Все-все может быть названо в этом мире, и более того, оно не просто имеет право быть названным, но и еще требует от тебя осуществления своих прав, и потому все-все попадающее в поле твоего внимание прилепляется к существующим в поле твоего сознания именам, и обязательно обретает свое название. А ты так устроен, что некоторые слова, почему-то, ты любишь больше чем другие. Некоторые имена и названия тебе так нравятся, что ты из-за них внутреннее свое, очень ограниченное мозговое пространство так организуешь, что туда больше ничего временами не помещается. А тебе, может быть, что-то еще в это время назвать нужно. Но оно остается без имени. А без имени ему неудобно. А то как получается: попа есть, а слова нет. От этого возникает путаница, беспорядок и даже иногда переходит в разруху, разлуку, разброд, шатание и открытый мятеж.
А иногда запутавшиеся понятия, неправильно привязанные к словам, своим вечным тюремщикам, взбунтуются против своих хозяев. Овладевают они отдельными несознательными личностями. Долой – кричат. Нам такие смыслы не нравятся, другие слова давай для этих смыслов придумаем, возьмем из других языков, назовем по-другому.
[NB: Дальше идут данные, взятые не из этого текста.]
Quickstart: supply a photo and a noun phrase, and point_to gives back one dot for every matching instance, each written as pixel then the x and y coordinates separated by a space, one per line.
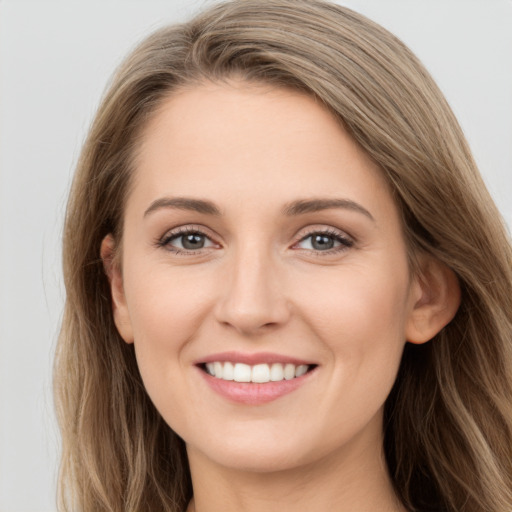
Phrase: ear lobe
pixel 436 301
pixel 113 271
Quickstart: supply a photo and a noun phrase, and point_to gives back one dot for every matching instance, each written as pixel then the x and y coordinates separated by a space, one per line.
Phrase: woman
pixel 287 285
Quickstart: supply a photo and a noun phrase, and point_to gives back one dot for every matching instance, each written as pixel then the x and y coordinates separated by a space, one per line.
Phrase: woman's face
pixel 260 239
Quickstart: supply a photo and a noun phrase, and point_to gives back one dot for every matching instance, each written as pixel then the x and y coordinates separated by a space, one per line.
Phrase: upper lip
pixel 252 358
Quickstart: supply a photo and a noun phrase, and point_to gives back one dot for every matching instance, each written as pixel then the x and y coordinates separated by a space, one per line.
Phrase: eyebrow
pixel 295 208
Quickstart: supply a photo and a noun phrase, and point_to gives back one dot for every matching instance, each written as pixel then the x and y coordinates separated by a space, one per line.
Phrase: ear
pixel 436 299
pixel 115 277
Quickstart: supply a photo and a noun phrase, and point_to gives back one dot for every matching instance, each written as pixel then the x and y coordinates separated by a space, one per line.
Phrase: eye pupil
pixel 193 241
pixel 322 242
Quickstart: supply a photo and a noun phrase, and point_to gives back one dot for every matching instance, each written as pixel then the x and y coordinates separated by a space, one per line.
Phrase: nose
pixel 252 299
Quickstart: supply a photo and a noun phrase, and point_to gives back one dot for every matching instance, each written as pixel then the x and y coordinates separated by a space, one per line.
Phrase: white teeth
pixel 260 373
pixel 289 371
pixel 301 370
pixel 228 373
pixel 242 373
pixel 276 372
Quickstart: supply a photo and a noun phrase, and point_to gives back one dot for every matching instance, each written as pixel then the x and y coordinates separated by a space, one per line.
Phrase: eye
pixel 186 240
pixel 325 241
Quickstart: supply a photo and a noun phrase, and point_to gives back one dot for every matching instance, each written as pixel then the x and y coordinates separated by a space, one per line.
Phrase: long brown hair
pixel 448 419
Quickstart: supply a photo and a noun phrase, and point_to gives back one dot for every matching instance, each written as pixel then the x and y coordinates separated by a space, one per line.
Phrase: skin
pixel 259 284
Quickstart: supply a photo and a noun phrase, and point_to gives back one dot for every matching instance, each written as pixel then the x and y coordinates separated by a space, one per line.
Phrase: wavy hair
pixel 448 419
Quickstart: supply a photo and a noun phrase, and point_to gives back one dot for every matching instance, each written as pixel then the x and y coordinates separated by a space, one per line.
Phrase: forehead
pixel 247 142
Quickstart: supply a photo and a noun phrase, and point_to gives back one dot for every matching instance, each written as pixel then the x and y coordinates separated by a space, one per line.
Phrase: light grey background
pixel 55 59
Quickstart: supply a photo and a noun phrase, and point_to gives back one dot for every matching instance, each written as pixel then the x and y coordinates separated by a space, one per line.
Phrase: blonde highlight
pixel 448 431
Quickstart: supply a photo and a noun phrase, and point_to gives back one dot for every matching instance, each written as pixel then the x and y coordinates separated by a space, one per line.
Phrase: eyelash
pixel 164 242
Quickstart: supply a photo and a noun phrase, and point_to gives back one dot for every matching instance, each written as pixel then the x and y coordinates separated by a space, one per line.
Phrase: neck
pixel 343 482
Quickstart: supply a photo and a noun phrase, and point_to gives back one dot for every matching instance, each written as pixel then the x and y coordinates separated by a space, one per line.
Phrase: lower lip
pixel 251 393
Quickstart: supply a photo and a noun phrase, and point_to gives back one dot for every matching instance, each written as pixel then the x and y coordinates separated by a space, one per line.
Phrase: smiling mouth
pixel 258 373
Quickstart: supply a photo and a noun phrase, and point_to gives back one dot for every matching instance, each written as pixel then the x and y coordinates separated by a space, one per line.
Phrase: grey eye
pixel 189 241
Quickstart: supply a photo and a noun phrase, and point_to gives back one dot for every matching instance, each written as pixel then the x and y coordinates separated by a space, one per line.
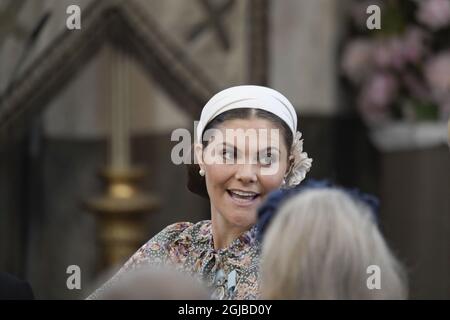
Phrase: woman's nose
pixel 246 173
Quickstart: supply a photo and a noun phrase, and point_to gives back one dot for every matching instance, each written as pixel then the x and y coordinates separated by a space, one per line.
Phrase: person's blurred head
pixel 148 283
pixel 320 245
И такое, бывает, начинается. Но это хорошо, когда открытый мятеж. Можно хоть как-то бороться, справляться и призывать к порядку взбунтовавшиеся слова.
А если они спрятались, срослись с правильными, рядышком встали, притворились безобидными и безмятежными? Что тогда? Некому даже и разобраться с ними, ибо они притворяются неотделимой от тебя частью. Тобой и притворяются. Тобой и являются. Где же взять другого тебя?
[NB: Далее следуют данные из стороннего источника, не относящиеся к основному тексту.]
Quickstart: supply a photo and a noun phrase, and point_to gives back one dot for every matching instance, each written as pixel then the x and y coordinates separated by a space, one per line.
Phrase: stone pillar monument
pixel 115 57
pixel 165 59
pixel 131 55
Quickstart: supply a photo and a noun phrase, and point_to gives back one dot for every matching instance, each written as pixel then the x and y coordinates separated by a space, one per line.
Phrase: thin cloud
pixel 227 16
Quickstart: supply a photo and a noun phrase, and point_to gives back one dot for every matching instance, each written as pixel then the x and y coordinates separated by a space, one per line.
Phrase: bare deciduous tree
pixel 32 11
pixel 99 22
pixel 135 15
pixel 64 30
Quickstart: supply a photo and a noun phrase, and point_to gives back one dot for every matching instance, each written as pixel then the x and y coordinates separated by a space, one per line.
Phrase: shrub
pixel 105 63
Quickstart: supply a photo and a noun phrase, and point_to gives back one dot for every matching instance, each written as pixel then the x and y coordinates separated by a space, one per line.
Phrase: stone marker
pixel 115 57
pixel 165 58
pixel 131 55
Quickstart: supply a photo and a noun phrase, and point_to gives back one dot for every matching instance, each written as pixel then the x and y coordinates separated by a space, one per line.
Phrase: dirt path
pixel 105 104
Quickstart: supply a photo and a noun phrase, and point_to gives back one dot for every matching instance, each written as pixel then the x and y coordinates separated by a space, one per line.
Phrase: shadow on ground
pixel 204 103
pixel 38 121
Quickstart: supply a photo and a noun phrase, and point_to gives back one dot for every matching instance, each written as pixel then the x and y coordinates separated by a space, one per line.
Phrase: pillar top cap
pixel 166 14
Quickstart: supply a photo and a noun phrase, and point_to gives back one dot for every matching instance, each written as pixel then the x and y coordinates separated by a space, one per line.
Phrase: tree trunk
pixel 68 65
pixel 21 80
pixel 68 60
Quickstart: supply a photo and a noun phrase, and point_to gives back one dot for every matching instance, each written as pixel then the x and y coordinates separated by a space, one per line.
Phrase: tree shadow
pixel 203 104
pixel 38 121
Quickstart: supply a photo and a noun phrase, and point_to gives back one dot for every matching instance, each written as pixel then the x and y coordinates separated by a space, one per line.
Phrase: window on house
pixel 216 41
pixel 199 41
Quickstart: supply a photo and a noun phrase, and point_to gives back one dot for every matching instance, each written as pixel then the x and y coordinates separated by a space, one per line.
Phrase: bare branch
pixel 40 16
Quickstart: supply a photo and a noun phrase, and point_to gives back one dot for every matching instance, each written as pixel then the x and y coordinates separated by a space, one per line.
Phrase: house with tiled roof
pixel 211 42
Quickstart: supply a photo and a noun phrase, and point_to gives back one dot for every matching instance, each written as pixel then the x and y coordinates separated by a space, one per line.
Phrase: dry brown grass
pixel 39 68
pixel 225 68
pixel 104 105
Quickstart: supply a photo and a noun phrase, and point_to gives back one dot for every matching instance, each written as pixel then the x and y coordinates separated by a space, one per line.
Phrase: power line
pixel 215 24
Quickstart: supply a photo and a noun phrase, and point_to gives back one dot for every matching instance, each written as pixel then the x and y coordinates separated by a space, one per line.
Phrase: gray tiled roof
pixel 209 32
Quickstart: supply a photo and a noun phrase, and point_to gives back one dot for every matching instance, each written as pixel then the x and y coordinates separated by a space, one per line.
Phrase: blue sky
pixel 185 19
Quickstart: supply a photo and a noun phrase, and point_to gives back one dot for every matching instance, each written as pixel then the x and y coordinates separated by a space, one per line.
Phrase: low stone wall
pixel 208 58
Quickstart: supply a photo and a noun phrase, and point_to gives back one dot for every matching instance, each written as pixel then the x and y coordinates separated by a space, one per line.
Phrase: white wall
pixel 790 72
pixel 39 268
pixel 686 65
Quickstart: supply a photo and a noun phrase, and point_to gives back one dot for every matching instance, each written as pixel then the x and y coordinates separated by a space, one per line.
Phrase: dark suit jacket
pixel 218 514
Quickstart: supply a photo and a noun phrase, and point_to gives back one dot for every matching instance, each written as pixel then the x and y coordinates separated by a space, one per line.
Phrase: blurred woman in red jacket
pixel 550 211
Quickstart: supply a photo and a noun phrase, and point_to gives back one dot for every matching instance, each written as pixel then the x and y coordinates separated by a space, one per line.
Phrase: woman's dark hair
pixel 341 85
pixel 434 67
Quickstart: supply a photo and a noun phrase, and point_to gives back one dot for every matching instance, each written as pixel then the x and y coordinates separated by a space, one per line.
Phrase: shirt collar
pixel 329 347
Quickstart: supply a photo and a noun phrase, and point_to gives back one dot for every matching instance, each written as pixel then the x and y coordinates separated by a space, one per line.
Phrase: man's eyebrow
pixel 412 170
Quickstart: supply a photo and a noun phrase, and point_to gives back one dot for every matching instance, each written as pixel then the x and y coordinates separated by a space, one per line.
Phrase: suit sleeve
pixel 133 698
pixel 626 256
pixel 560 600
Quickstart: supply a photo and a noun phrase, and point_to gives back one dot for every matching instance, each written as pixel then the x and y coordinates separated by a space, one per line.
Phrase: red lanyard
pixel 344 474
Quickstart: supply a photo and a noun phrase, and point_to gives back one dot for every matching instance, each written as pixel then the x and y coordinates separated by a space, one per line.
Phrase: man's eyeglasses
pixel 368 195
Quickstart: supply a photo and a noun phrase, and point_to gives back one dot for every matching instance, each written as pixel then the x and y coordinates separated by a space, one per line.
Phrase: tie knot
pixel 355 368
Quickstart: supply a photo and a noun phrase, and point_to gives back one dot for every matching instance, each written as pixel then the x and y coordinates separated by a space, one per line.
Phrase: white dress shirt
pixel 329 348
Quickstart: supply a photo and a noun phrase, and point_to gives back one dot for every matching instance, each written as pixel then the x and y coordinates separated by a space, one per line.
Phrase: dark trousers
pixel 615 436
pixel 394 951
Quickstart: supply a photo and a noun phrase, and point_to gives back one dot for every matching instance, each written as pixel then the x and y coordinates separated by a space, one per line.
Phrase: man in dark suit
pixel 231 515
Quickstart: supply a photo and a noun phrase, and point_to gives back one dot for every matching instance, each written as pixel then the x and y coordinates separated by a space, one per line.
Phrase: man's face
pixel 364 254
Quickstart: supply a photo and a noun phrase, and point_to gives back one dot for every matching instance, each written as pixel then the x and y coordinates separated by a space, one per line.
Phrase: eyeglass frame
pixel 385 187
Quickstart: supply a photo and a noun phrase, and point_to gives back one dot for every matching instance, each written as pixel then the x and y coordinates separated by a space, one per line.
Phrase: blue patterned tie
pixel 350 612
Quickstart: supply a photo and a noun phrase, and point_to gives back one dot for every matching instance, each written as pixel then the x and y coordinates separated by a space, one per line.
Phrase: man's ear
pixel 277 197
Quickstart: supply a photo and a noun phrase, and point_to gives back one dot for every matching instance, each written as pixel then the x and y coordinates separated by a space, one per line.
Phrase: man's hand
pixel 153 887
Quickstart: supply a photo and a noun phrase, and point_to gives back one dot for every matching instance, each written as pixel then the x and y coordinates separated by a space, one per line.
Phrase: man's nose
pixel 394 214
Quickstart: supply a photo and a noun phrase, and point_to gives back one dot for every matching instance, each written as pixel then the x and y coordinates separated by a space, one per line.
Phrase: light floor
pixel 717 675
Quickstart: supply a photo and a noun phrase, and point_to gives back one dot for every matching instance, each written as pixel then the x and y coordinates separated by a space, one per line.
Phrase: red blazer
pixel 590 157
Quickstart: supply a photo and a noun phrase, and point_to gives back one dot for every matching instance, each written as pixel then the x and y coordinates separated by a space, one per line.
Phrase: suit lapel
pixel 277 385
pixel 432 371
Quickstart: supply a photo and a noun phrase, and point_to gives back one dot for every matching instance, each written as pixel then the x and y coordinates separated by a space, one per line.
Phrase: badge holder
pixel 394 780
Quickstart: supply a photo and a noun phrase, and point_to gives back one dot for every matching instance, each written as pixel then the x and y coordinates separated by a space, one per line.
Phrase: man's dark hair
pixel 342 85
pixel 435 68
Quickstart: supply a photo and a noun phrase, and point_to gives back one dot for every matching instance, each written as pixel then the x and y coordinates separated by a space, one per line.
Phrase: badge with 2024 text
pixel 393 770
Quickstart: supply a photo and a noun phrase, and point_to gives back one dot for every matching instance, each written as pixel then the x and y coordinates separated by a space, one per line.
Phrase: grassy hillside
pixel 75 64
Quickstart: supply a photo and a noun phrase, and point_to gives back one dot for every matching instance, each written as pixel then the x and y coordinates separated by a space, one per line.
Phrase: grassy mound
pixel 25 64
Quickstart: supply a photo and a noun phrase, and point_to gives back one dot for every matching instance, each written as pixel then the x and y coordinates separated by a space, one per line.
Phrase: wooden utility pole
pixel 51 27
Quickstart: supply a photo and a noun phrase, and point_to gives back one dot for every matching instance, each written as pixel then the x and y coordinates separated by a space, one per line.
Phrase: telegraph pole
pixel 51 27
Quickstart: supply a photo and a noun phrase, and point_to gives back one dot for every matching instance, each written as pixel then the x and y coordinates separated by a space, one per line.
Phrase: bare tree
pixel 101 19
И БЕДНАЯ ТВОЯ ТУШКА, обиженный твой бекон, названный какими-то странными и непонятными никому понятиями, вроде как физиология, биохимия, энзимы, анатомия, афродизиаки, эпистемология (мое, кстати, любимое слово), мечется между собой и собой, не имея возможности понять и сделать выбор. Где тело, а где личность, где слово, а где суть?
Непонятно. А кругом еще огромное множество предметов окружают тебя, требуют вступать с ними в какие-то прочные и порочные отношения постоянного обладания. А ты же ведь и не знаешь, что безобидное предложение со стороны предметов владеть ими по своему усмотрению, подразумевает еще и обратную зависимость.
Как они там между собой договорились? Эти предметы, то есть. Они сбиваются в какие-то шакальи стаи, и через некоторое время ты, вольный хищник, хозяин ночных лесов и сумеречных прерий, уже приделан этими предметами по полной и находишься с ними в таких уже странных отношениях, что я и боюсь об этом говорить по причине наличия приличий в связи с тем, что не только при женщинах и детях такого нельзя говорить, но и взрослые мужчины иногда, не выдерживая, покрываются пунцовым румянцем пролетарского знамени, и, закатывая глаза, как юные гимназистки, со всей дури шумят по полу своими обмякшими телесами. Костями иногда ударяются сильно. Не всем же везет на мягкое упасть.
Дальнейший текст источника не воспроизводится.